Посмотри, как рассветает поздно,
как становится с недавних пор
все грознее по ночам беззвездным
ветра нарастающий напор…
А наутро замолкают сосны,
белки верещат над головой,
море светит синью купоросной,
воздух дышит пылью штормовой.
Рыбаки просушивают сети,
дюны ослепительно белы,
смуглые, обветренные дети
чайками взлетают на валы.
пахнет морем, яблоками, хвоей,
над селеньями пернатый дым…
Все труды оплачены с лихвою —
свежим хлебом, медом молодым.
Хорошо здесь осенью, и все же
не могу я больше ждать ни дня:
там, в Москве, тоску мою тревожа,
осень наступает без меня…
Мост крылатый, парк полиловелый,
кручи башен над Москвой-рекой.
Прохожу я тихой Юрас-иела,
в переводе – улицей Морской.
Осень
Как желтые звезды, срываются листья
и гаснут на черной земле…
А небо все ниже,
а вечер все мглистей,
заря – будто уголь в золе.
Вот первый огонь засветился во мраке,
грачи на березах кричат…
Далеко за речкою лают собаки
и слышатся песни девчат.
Гуляет, поет молодое веселье,
вздыхает влюбленный баян…
А из лесу сыростью тянет и прелью,
ползет по лощине туман…
И кажется мне, что над Соротью где-то,
в холодном белесом дыму,
такая же ночь приходила к поэту
и спать не давала ему.
У источника
Тягучий жар на землю льется,
томят извилины пути…
К артезианскому колодцу
бежит ребенок лет шести.
На цыпочки на камне белом
приподымаясь на краю,
губами ловит неумело
тугую, круглую струю.
Она дугой взлетает звонко,
спеша в орешник молодой,
и пересохший рот ребенка
едва целуется с водой.
И у меня судьба такая,
и я к источнику бегу.
Мне счастье бьет в лицо, сверкая,
а я напиться не могу!
«Не отрекаются любя…»
Не отрекаются любя.
Ведь жизнь кончается не завтра.
Я перестану ждать тебя,
а ты придешь совсем внезапно.
А ты придешь, когда темно,
когда в стекло ударит вьюга,
когда припомнишь, как давно
не согревали мы друг друга.
И так захочешь теплоты,
не полюбившейся когда-то,
что переждать не сможешь ты
трех человек у автомата.
И будет, как назло, ползти
трамвай, метро, не знаю что там…
И вьюга заметет пути
на дальних подступах к воротам…
А в доме будет грусть и тишь,
хрип счетчика и шорох книжки,
когда ты в двери постучишь,
взбежав наверх без передышки.
За это можно все отдать,
и до того я в это верю,
что трудно мне тебя не ждать,
весь день не отходя от двери.
За работой. 1948 год.
«Мы шли пустынной улицей вдвоем…»
Мы шли пустынной улицей вдвоем
в рассветный час, распутицу кляня.
И, как всегда, под самым фонарем
ты вдруг решил поцеловать меня.
А нам с тобой навстречу в этот миг
веселые студенты, как на грех…
Мы очень, видно, рассмешили их —
так дружно грянул нам вдогонку смех.
Их разговор примерно был таков:
– Видали вы подобных чудаков?
– И впрямь чудак, ведь он не молод… – Да,
но и она совсем не молода!
Ты сердишься за дерзкие слова?
Но что же делать – молодежь права.
Попробуй на меня когда-нибудь
пристрастным взглядом юности взглянуть.
Давай простим их неуместный смех:
ну где ж им знать, что мы счастливей всех?

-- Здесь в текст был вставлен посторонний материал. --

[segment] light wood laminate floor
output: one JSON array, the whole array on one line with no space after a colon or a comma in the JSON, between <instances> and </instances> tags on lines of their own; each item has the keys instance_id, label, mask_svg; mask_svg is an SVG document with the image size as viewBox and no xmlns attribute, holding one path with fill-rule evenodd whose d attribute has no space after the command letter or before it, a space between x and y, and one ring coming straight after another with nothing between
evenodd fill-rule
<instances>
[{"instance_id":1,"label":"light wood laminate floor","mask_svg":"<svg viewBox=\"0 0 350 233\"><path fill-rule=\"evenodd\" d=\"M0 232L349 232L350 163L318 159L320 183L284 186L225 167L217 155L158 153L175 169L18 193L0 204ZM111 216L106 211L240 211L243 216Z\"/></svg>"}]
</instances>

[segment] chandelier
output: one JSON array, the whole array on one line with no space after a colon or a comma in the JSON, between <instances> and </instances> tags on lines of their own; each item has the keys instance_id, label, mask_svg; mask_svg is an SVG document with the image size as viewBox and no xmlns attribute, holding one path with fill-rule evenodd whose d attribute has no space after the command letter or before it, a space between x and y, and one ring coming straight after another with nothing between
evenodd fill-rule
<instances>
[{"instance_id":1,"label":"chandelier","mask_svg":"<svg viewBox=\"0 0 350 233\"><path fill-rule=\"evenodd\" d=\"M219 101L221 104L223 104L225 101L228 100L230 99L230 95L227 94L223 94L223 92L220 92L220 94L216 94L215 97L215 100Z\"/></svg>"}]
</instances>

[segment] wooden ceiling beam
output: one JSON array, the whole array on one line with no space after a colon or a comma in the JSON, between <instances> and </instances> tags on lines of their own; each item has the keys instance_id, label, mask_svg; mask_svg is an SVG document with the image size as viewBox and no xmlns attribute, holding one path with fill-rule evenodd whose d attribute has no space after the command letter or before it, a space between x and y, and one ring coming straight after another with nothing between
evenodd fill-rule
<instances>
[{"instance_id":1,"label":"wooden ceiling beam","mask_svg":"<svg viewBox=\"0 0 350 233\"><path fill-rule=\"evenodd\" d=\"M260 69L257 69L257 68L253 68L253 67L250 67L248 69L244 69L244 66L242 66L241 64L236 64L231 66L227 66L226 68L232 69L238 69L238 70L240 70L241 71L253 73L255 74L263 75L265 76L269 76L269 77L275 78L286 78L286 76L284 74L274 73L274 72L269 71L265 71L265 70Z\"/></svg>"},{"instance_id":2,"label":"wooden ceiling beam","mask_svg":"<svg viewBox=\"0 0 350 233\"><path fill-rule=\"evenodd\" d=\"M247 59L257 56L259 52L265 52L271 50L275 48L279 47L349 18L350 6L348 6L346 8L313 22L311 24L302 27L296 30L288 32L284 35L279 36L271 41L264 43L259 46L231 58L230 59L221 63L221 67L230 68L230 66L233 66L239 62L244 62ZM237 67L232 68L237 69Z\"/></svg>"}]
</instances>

Ведь им прожить придется столько лет,
пока поймут, что старости-то нет!
Зеркало
Все приняло в оправе круглой
нелицемерное стекло:
ресницы, слепленные вьюгой,
волос намокшее крыло,
прозрачное свеченье кожи,
лица изменчивый овал,
глаза счастливые… все то же,
что только что
ты целовал.
И с жадностью неутолимой,
признательности не тая,
любуюсь я твоей любимой…
И странно мне,
что это… я.
Ночь
Как душно и тесно в вагонном плену!
Но я духоты, тесноты не кляну…
Срываются версты,
качаются звезды,
играет, гуляет гармошка в Клину.
Кивает огнями далекий уют,
кузнечики в поле спросонья куют,
ночная прохлада,
чужая отрада.
Нам здесь оставаться пятнадцать минут.
Нам колокол дважды прикажет:
«Пора!»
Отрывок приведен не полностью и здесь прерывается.